Sometimes a scenic drive enjoyed from the warmth of your car is the best way to enjoy the rugged beauty of Utah’s eastern region, especially in the off season when a bitter wind is howling and snow is on the horizon. Begin with what’s been called one of Utah’s top five most scenic drives at the Colorado River Bridge on the north end of Moab. This spectacular 44-mile drive on Route 128 along the Colorado River Gorge offers breathtaking views of red sandstone cliffs with the snow-capped La Sal Mountains in the background, the entrance to the Grandstaff Hiking Trail and further up the road to Fisher Towers, Castle Valley and finally the eerie ghost town of Cisco. Allow two hours for the drive.

 

Potash-Lower Colorado River Scenic Byway

For more than just beautiful scenery, take the 17-mile, one-hour scenic drive along Route 279 where you often see rock climbers close up scaling the vertical cliffs locals refer to as Wall Street. There are convenient pullouts so you can get out of the car and stare for a while with your heart in your throat as the rock climbers occasionally lose their footing and dangle precariously in the air.
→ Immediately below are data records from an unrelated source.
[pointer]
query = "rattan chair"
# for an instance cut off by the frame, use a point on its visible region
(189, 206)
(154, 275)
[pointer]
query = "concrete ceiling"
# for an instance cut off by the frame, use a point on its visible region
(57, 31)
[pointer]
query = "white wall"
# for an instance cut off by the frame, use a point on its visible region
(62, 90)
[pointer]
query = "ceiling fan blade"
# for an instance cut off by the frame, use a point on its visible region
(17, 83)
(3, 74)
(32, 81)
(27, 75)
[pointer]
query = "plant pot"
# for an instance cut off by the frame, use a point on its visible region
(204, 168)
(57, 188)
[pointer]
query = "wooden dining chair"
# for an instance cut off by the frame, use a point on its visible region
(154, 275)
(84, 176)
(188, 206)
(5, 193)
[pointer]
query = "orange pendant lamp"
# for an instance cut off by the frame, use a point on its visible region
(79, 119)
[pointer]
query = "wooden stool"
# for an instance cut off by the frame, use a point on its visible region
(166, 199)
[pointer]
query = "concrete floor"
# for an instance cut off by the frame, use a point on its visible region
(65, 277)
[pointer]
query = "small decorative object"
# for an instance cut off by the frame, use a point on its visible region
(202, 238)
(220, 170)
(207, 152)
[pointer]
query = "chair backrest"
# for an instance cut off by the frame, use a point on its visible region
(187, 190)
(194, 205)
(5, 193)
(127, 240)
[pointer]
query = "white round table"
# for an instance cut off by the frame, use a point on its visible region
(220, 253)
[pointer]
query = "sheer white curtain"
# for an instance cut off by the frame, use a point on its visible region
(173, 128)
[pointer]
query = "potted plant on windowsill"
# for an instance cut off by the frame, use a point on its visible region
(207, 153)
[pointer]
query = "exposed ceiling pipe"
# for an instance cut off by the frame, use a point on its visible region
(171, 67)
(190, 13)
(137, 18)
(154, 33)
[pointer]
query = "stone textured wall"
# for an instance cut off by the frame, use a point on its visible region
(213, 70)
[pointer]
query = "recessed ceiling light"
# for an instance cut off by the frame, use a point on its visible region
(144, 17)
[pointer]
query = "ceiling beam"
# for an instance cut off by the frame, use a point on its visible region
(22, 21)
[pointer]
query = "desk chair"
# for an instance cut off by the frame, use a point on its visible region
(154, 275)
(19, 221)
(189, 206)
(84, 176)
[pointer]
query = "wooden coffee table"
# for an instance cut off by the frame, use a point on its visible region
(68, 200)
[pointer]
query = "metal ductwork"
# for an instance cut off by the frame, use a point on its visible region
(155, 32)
Less fear inducing is the scenic byway’s ancient rock art, views of the Colorado River and a hiking trail to the Corona and Bowtie Arches. The paved road ends at the Intrepid Potash Mine where potash, a mineral often used as fertilizer, is extracted. High clearance vehicles can continue on the dirt road to Canyonlands National Park. This byway begins 4.1 miles north of Moab where Potash Road (Route 279) turns off Highway 191.

 

Colorado River From the Water

The view from the water of the Colorado River

Gorge should not be missed. There are a variety of ways to see it — either on your own or through a commercial company like Canyonlands By Night and Day. And as its name says, you can enjoy the river and its environs in every form of light or darkness.

 

Tiny Castle Valley

Not a tourist attraction, but it’s worth turning off Route 128 onto the La Sal Loop Road to enjoy the tiny town of Castle Valley’s tranquil beauty. Older homes and pricey contemporary vacation “cabins” dot this valley surrounded by towering red rock cliffs.

 

Cisco Ghost Town

Hand-scrawled threatening signs warning people to keep away, decrepit buildings and eerie signs of life such as clothes flapping on a line give the ghost town of Cisco a decidedly spooky feel. If you get goosebumps, you’re in good company: The Huffington Post described Cisco as “the creepy ghost town from ‘Thelma and Louse’ and ‘Vanishing Point,’” as well as “one of the most iconic ghost towns in all of America.” If you like feeling a bit uneasy, it’s worth a drive-through if you’re already on the Upper Colorado Scenic Byway. The photo ops are plentiful.

 

Red Cliffs Lodge

Red Cliffs Lodge is the perfect place to stay when exploring the above sites. Located on the banks of the Colorado River along the Upper Colorado Scenic Byway with a breathtaking backdrop of steep cliff walls, this all-suite lodge includes the Moab Movie Museum, daily wine tastings and the Cowboy Grill offering fabulous views of the river to diners.